Plus tôt, Plekanec avait rappelé que le Canadien n’a
disputé que 6 matchs et qu’il lui en reste 76 à jouer.
Ça veut dire ce que ça veut dire, mais n’empêche
qu’il y a des signes drôlement inquiétants.
Deux lourds dossiers
Commençons par le dossier Andrei Markov, qui
passera une troisième semaine en Floride, où il se
soumet de nouveau à un programme de réadaptation
sous la supervision du chirurgien orthopédiste qui a
pratiqué la deuxième opération sur son genou droit.
Au train où vont les choses, on ne le reverra pas
avant un sacré bout de temps. Or, Pierre Gauthier avait
dit qu’il ne raterait que quelques matchs tout au plus.
Doit-on parler d’un mauvais pronostic médical ou
d’une rechute ?
Passons au cas Gomez.
Sous le prétexte qu’il est un vétéran de plusieurs
saisons dans la LNH, certains joueurnalistes estiment
qu’il manquera au Canadien si la blessure qu’il a subie
à Pittsburgh le force à une longue inactivité.
C’est drôle comme les opinions peuvent changer en
peu de temps !
Personnellement, étant donné qu’il est encore
avec l’équipe, je considérais qu’il fallait attendre le
premier quart de la saison pour voir comment Gomez
reviendrait de la pire saison de sa carrière.
Après un camp d’entraînement disons respectable, il
est revedenu le joueur qu’on voyait la saison dernière,
jusqu’à ce qu’il soit blessé.
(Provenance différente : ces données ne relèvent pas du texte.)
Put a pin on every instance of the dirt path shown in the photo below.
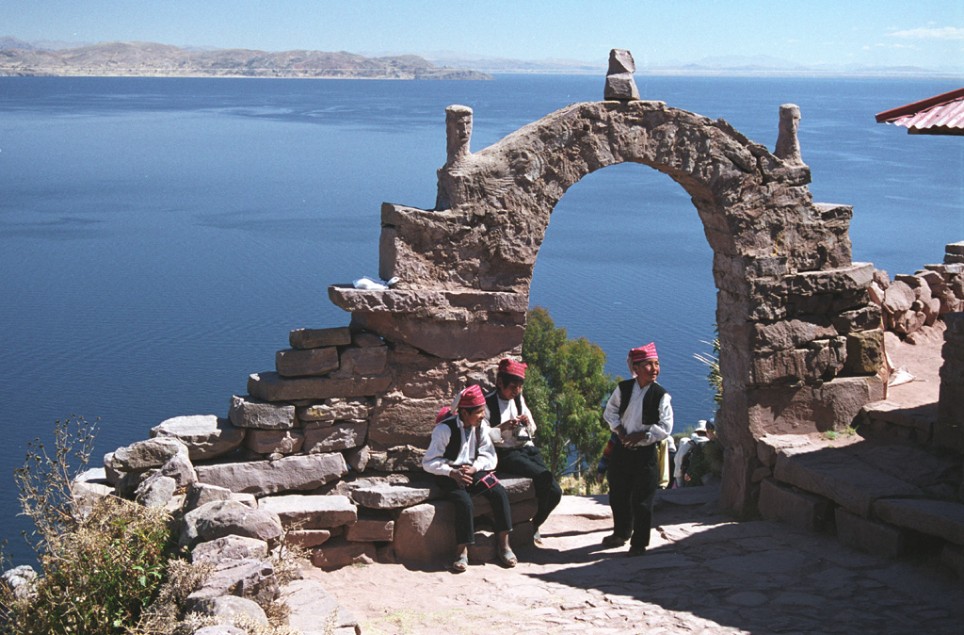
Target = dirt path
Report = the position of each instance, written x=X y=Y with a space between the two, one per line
x=703 y=574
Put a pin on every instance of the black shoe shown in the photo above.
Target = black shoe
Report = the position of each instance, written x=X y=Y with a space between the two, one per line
x=613 y=541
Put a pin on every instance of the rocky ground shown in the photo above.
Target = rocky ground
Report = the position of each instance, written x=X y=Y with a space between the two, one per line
x=703 y=574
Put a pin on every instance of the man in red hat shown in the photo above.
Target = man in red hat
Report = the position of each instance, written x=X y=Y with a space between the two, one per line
x=640 y=414
x=462 y=458
x=512 y=432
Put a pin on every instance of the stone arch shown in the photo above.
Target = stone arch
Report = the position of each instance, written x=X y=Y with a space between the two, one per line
x=801 y=344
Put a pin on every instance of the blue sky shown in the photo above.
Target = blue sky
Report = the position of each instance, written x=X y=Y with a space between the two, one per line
x=922 y=33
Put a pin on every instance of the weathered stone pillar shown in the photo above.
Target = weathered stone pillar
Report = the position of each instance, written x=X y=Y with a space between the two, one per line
x=949 y=431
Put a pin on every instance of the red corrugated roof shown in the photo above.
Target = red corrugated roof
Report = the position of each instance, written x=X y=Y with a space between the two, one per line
x=941 y=114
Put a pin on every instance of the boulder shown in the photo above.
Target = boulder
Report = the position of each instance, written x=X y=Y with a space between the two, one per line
x=371 y=530
x=200 y=493
x=249 y=413
x=144 y=455
x=335 y=409
x=272 y=387
x=227 y=608
x=206 y=436
x=224 y=518
x=386 y=496
x=156 y=491
x=307 y=538
x=338 y=553
x=252 y=579
x=357 y=458
x=317 y=338
x=305 y=363
x=274 y=441
x=230 y=547
x=261 y=478
x=898 y=297
x=334 y=438
x=357 y=361
x=425 y=533
x=311 y=512
x=311 y=609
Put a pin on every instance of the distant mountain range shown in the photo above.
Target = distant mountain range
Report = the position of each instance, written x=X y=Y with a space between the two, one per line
x=148 y=59
x=18 y=57
x=757 y=65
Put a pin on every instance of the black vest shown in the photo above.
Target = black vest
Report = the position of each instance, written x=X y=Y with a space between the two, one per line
x=650 y=400
x=455 y=439
x=492 y=401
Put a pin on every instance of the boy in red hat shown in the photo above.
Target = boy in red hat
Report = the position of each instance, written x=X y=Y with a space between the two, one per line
x=462 y=458
x=512 y=432
x=640 y=413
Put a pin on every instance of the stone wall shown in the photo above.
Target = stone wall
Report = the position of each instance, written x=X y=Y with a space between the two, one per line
x=348 y=410
x=912 y=305
x=912 y=301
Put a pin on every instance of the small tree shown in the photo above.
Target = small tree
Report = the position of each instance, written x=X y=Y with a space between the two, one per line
x=713 y=376
x=566 y=386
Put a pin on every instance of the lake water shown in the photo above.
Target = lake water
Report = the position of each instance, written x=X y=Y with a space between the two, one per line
x=160 y=237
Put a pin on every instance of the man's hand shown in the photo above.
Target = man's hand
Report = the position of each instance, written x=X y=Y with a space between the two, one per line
x=462 y=475
x=631 y=440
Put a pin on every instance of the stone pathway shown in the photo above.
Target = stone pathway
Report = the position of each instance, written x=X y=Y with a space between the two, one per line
x=703 y=574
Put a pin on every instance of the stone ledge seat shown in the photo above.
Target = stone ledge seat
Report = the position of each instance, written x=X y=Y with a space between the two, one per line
x=421 y=300
x=881 y=494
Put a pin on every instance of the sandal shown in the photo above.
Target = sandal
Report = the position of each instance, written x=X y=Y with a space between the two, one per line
x=508 y=559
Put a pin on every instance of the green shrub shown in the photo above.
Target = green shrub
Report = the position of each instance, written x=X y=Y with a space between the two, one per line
x=566 y=388
x=99 y=569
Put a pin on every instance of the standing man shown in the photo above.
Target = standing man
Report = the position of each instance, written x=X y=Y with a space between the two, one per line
x=639 y=412
x=512 y=432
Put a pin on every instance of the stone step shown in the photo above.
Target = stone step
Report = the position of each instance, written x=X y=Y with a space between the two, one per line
x=888 y=420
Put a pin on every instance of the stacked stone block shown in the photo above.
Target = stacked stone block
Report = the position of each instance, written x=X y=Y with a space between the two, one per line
x=949 y=431
x=911 y=302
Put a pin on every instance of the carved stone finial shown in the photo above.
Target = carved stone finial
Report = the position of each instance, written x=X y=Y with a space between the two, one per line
x=788 y=147
x=619 y=78
x=458 y=133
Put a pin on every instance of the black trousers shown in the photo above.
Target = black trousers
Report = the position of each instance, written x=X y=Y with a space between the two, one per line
x=633 y=477
x=527 y=461
x=465 y=511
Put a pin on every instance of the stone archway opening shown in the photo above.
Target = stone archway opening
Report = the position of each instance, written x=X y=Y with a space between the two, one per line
x=604 y=236
x=801 y=343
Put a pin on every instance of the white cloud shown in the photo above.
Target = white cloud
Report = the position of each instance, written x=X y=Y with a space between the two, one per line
x=931 y=33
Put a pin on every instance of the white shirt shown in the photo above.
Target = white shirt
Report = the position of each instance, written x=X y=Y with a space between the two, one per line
x=507 y=411
x=435 y=462
x=632 y=419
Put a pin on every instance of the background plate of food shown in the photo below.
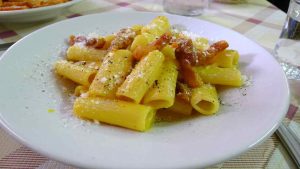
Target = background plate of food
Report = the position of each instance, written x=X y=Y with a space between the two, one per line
x=32 y=10
x=37 y=106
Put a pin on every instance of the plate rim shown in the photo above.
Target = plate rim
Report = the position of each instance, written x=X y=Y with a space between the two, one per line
x=39 y=9
x=262 y=138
Au bout du compte, la
durée de son absence pourrait se révéler un facteur
important dans la poursuite des choses.
S’il fallait que David Desharnais ou Lars Eller, ou
mieux encore, que les deux prennent du galon, Martin
n’aurait plus le choix de réduire son temps d’utilisation
à son retour au jeu.
L’entraîneur a traité Gomez avec ménagement la
saison dernière, mais ça ne pourra pas continuer cette
saison si le vétéran joueur de centre ne produit pas.
Gauthier devra se résoudre alors à prendre position
dans ce gâchis. Comme aucune équipe de la LNH ne
semble intéressée aux services de Gomez, il resterait à
l’envoyer à Hamilton ou à le retourner chez lui.
Pendant ce temps, le jeune défenseur Ryan McDonagh,
que le Canadien a envoyé à New York pour mettre la
main sur Gomez, fait des merveilles avec les Rangers.
Son temps de jeu s’élève à plus de 25 minutes par
match et il totalise déjà quatre points en cinq matchs. Il
a marqué le but vainqueur dans la victoire des Rangers,
jeudi soir à Calgary.
Ne pensez-vous pas qu’il aurait sa place dans la
brigade défensive du Tricolore ?
Un temps pour agir
Geoff Molson sait tout ça.
Ne vous méprenez pas : il prend des notes.
Depuis juin dernier, il oeuvre dans le quotidien de
l’équipe qu’il a ramenée dans le patrimoine familial à
coups de centaines de millions de dollars.
On le soupçonne d’être comme son grand-oncle
Hartland de Molson, son grand-père Thomas et leurs
cousins David, Billy et Peter, qui ont mené le Canadien
de main de maître de la fin des années 1950 jusqu’au
début des années 1970.
Il veut gagner.
Reste à savoir combien de temps il est prêt à attendre.